Work done on a conical pendulum

[brotherbobby]

Homework Statement

The diagram below shows a conical pendulum of mass $m$, length $L$ and vertical height $h$ rotating with uniform speed in a plane carving out a circle of radius $r$. The tension in the (massless) wire is $T$. Calculate the work done by the tension on the pendulum bob after one complete revolution.

Relevant Equations

1. Horizontal and vertical components of the tension force : $T_V = T \cos \theta$ and $T_H = T \sin \theta$. (Please note the angle $\theta$ is the semi vertical angle - it is drawn or defined with respect the actual vector and the vertical, not the horizontal).

2. Newton's law for the acceleration of a body in an inertial frame : $\vec a = \frac{\vec F}{m}$.

3. Centripetal force on a body moving with a speed $\vec v$ in rotational motion : $\vec F = -\frac{mv^2}{r} \hat r$. (Please note that this value does not depend as to whether the rotational motion is uniform or non-uniform. In case of non-uniform motion, both $\vec v$ and $\vec F$ would be functions of time).

The diagram for the problem is shown alongside. In the vertical ($\hat z$) direction we have $T \cos \theta = mg$.

In the plane of the pendulum, if we take the pendulum bob at the left extreme end as shown in the diagram, we have $T \sin \theta = \frac{mv^2}{r}$ (the $\hat x$ axis of the pendulum is rotating along with it).

The first equation gives us the tension in the string in terms of the variables provided : $T = mg \sec \theta = mg \frac{L}{h}$.

How to calculate the work done by the tension force $-$ this is where am stuck.

In particular, what is the angle that the tension has with the velocity $\vec v$ at a given instant? If I could find that angle, say some $\alpha$, I can connect it to the semi-vertical angle $\theta$ as some $\alpha (\theta)$ and evaluate the work done by the tension by the line integral : $W_T = \int_0^{2\pi} \vec T(\theta) \cdot d\vec l$, where $d\vec l = \vec v dt$ and the (uniform) speed can be connected to the tension, the radius of the pendulum and its mass from dividing the two equations above : $v^2 = gr \tan \theta$.

$\color{blue}{Any\; help\; would\; be\; welcome}$.

 

[BvU]

what is the angle that the tension has with the velocity →vv→\vec v at a given instant

In the picture the $\vec T$ is clearly in the plane of the paper, whereas $\vec v$ is perpendicular to it, towards the viewer !

 

[brotherbobby]

In the picture the $\vec T$ is clearly in the plane of the paper, whereas $\vec v$ is perpendicular to it, towards the viewer !

Yes indeed, sorry I should have realized it.
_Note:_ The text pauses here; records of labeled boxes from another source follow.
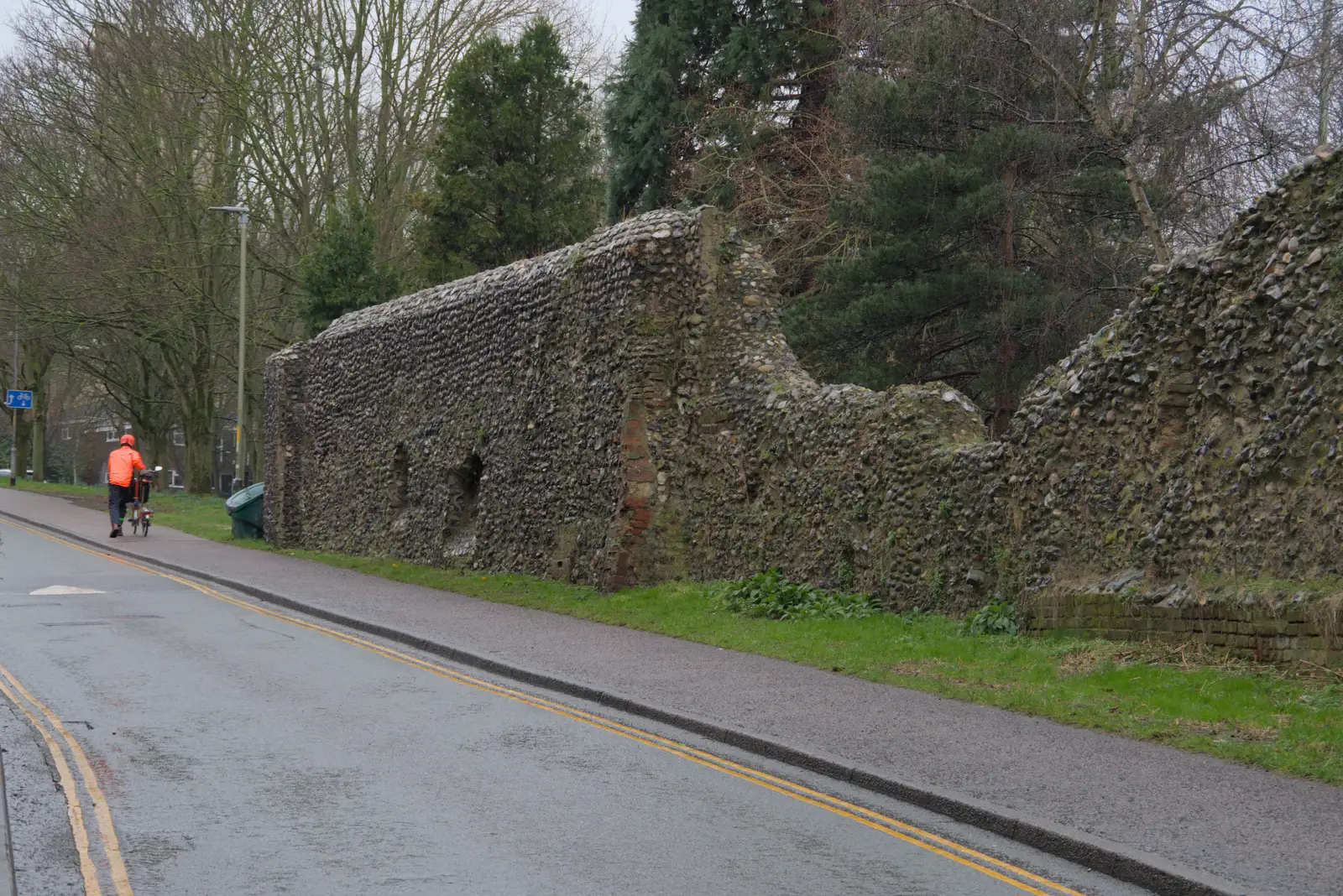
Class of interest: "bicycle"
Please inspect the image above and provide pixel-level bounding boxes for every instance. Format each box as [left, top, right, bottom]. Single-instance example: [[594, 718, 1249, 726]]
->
[[129, 466, 163, 537]]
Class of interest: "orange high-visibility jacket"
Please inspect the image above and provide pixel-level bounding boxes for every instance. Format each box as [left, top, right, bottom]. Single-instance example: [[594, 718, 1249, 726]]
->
[[107, 445, 145, 486]]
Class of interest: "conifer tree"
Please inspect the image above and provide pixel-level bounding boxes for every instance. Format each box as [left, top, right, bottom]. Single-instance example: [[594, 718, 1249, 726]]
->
[[606, 0, 835, 220], [787, 68, 1146, 424], [298, 206, 400, 336], [421, 18, 602, 282]]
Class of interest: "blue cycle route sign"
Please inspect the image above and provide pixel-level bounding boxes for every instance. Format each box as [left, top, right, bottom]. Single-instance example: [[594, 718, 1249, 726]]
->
[[4, 389, 32, 410]]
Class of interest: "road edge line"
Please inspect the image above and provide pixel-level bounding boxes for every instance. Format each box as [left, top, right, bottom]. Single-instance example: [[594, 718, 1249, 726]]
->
[[0, 510, 1267, 896]]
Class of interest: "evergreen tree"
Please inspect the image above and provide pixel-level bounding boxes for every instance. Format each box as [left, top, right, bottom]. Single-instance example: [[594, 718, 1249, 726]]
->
[[606, 0, 835, 221], [298, 206, 400, 336], [421, 18, 602, 282], [787, 67, 1144, 424]]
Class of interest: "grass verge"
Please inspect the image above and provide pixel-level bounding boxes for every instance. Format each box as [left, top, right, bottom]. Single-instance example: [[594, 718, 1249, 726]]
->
[[8, 474, 1343, 784]]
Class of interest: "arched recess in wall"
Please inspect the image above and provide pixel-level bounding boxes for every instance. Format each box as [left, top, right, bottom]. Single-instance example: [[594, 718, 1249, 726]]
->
[[392, 441, 411, 508], [443, 452, 485, 557]]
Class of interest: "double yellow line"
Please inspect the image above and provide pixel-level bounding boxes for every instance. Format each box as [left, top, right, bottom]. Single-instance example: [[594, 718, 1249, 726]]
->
[[0, 519, 1084, 896], [0, 665, 133, 896]]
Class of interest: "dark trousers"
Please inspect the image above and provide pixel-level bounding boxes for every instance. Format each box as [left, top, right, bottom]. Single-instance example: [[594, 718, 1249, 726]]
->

What you mean is that even though the tension $T(\theta)$ is not along the $\hat z$ direction, it is nonetheless perpendicular to $\vec v$ at this instant?

And since this instant is the same as the next, if we keep rotating our plane of paper so that $T(\theta)$ always lies on it, the velocity vector $\vec v$ will be always perpendicular to the tension for the whole motion?

If that is true, am I right in assuming that the work done by the tension force $T(\theta)$ is 0?

 

[BvU]

Yes. There is no motion in the direction of $\vec T$.